According to a report by Castlereagh Associates, as many as 20 banks in the region have been negotiating mergers and acquisitions with an estimated $1 trillion worth of assets in an effort to stay competitive in the context of lower oil prices. Earlier, Abu Dhabi completed the merger of three of its banks to create the region’s fifth-biggest lender, while Saudi British Bank and Alawwal also joined.
“The UAE leads the pack with highest number of mergers both in terms of value and volume. Currently, six mergers and acquisitions are being negotiated or underway in the UAE banking worth sector worth $625.25 billion followed by two M&As in Saudi Arabia worth $256 billion and one each in Kuwait and Oman,” the report said.
“M&A activity in Saudi Arabia is set to rise as a result of higher oil production and the strengthening of the country’s non-oil sector. Last year, 12 M&A deals were made in Saudi Arabia,” it added. “One of those deals was the merger between HSBC’s subsidiary SABB and Royal Bank of Scotland’s subsidiary Alawwal. This deal was the first banking merger in the Kingdom for the last 20 years and promises to become the third biggest lender of the country. With HSBC, the Olayan Saudi Investment Company, Natwest Markets, Banco Santander and GOSI as shareholders, the new bank is to aim for a privileged marketplace in offering personal savings schemes, home ownership solutions and wealth management,” the Castlereagh report pointed out.
Global ratings agency Moody’s Investors Service said that the recent merger and acquisition drive among GCC banks, fuelled by slow growth and subdued credit demand in the region, will help ease overcapacity and boost profitability.
In a situation where many of the GCC banks serve small populations, follow aggressive pricing policies and drive stiff competition, consolidation is expected to stem rising funding costs and improve profitability in the long run. “Despite integration challenges in the early stages, merged banks will gain market share, have better pricing power and cost synergies,” the Moody’s report said.

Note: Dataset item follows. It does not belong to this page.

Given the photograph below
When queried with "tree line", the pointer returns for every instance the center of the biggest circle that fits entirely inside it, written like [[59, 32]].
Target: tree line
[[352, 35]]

In the past, when oil prices were high, GCC banks were pampered by significant government deposits. Now, with lesser revenues and mounting debts, states have become more unwilling to support their financial markets as much as they did before. This has made companies in the Gulf resort to mergers as a way to stay resilient.

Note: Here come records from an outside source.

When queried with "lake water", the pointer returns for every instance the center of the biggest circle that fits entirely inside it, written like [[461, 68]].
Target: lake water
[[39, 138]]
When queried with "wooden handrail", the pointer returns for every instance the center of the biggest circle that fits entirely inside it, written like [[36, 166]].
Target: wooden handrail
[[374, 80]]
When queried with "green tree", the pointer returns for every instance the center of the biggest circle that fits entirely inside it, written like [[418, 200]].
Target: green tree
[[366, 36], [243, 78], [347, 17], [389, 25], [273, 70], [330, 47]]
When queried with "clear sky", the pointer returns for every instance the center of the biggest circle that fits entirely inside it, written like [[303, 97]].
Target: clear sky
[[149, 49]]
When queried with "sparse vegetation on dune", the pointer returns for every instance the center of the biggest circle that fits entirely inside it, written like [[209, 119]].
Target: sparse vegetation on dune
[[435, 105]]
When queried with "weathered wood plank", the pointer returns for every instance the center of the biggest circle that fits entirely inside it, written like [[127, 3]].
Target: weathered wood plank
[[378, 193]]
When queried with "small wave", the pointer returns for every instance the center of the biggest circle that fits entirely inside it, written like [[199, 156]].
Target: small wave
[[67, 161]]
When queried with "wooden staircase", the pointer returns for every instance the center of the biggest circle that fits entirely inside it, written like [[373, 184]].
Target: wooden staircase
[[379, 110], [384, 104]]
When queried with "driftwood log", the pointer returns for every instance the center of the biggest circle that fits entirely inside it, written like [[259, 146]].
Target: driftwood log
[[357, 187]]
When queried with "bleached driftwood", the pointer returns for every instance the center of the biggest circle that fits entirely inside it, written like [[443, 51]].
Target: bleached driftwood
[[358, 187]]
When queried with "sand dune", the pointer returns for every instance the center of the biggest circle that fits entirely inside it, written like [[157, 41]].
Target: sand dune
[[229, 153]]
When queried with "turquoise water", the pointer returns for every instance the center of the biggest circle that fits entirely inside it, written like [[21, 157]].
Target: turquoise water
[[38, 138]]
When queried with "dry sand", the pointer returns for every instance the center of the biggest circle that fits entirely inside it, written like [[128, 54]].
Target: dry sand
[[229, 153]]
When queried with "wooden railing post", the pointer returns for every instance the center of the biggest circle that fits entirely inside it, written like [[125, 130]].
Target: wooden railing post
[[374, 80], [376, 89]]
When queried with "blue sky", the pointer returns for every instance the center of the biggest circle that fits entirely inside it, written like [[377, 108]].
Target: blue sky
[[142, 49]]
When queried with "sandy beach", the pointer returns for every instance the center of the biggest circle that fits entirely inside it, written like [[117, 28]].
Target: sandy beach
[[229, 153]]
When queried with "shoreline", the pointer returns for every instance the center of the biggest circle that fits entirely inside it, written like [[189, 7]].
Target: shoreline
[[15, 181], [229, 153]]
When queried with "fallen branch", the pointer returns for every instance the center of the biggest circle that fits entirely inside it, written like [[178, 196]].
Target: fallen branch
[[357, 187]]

“In fact, Gulf firms are becoming more mature and cost conscious. Instead of expecting abnormal gains, they are looking to sustain moderate growth by cutting on costs. Through mergers, they are allowed to do exactly this. By cutting redundancy, inefficient competition and increasing efficiency in operations through synergies, merging companies are able to create value not only for their investors and customers, but also for their employees and surrounding communities (as long as mergers do not lead to significant lay-offs),” the Castlereagh report said.